Now that the specter of a monopoly being exercised for political ends has been raised, there will be sufficient political will to break that monopoly. .... China has reached its dominant supplier position through good old-fashioned industrial aggression, not innate geographical superiority. Cheap labor, little environmental scrutiny, and a willingness to sell at low cost have made other producers give up.Cheap output meant other sources elsewhere dried up essentially. But if this stuff gets more expensive, then others will enter the market. One could infer from the article that governments and industry now have a clearer incentive to sponsor research that would make the sorting/filtering of this stuff easier and cheaper.
The security dilemma lives on--you act in a threatening way and the world will react. You make someone less secure and they will develop means to cope, which then erodes whatever advantage you had. Reminds me of classic problems in the intel game--you use your cards once. Using them means that the other side figures out how it is vulnerable and responds. IR is dynamic, which is why it captured me so thoroughly.
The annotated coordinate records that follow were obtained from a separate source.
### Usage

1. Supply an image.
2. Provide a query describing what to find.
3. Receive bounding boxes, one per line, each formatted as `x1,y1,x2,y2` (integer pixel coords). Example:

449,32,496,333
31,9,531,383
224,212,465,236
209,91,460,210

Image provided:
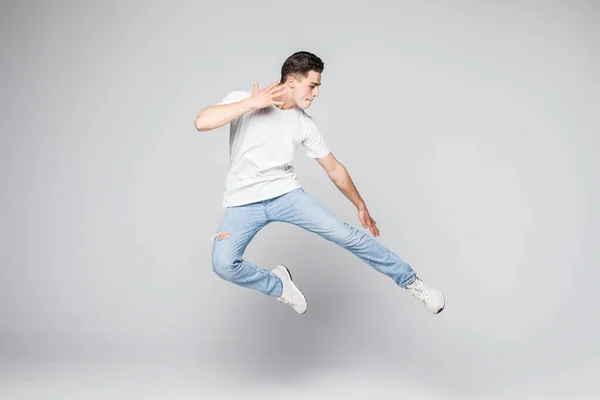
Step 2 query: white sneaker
406,278,446,314
271,265,307,314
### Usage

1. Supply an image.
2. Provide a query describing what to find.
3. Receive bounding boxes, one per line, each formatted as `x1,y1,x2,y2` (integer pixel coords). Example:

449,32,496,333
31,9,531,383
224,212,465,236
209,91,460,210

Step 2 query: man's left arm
316,153,380,237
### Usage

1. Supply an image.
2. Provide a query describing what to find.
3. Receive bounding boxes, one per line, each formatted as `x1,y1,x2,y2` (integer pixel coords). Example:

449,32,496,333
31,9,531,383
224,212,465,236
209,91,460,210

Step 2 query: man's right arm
195,97,254,132
194,81,286,132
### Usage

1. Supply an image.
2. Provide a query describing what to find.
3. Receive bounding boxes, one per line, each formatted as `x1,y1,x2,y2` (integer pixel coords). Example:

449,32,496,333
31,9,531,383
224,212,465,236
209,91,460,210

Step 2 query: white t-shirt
219,91,329,207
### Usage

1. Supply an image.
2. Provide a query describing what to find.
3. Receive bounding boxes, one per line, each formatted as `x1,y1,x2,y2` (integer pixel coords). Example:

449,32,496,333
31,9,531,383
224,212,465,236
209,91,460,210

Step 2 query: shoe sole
279,264,308,315
436,293,446,314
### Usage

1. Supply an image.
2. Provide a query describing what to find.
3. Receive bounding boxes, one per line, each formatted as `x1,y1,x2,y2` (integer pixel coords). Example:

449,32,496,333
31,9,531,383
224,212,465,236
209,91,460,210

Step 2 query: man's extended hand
250,81,286,110
358,207,381,237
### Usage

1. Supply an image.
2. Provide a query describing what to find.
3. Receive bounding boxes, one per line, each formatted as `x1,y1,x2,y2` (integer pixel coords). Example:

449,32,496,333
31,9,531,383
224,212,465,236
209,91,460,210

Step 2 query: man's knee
212,238,239,281
213,257,235,281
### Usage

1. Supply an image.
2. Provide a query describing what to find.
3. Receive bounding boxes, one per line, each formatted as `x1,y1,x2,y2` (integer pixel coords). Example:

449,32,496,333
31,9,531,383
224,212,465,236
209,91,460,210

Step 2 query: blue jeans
212,188,416,296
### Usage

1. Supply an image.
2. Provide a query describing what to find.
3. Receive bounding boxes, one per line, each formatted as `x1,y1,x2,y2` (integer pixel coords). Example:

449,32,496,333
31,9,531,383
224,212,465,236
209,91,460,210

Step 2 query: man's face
287,71,321,110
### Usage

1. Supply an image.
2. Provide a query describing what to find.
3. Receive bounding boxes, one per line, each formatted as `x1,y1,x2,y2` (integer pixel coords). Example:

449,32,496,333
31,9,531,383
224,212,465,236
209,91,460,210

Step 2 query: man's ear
285,76,296,89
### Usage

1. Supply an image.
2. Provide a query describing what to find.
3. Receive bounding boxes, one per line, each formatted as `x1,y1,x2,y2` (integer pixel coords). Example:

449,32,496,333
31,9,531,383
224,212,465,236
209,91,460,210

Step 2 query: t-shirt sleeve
218,90,250,105
302,114,330,158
* Foreign Policy has become the best source for all IR stuff, not just Zombie-related blogs (drezner.foreignpolicy.com) or excellent coverage of US military stuff (ricks.foreignpolicy.com) or Middle East stuff (lynch.foreignpolicy.com).
1 comment:
Now the thousands of drivers who make the LA to Vegas run on I-15 will have to live with the dire threat of thorium in their veins when they drive next to the mine at Mountain Pass.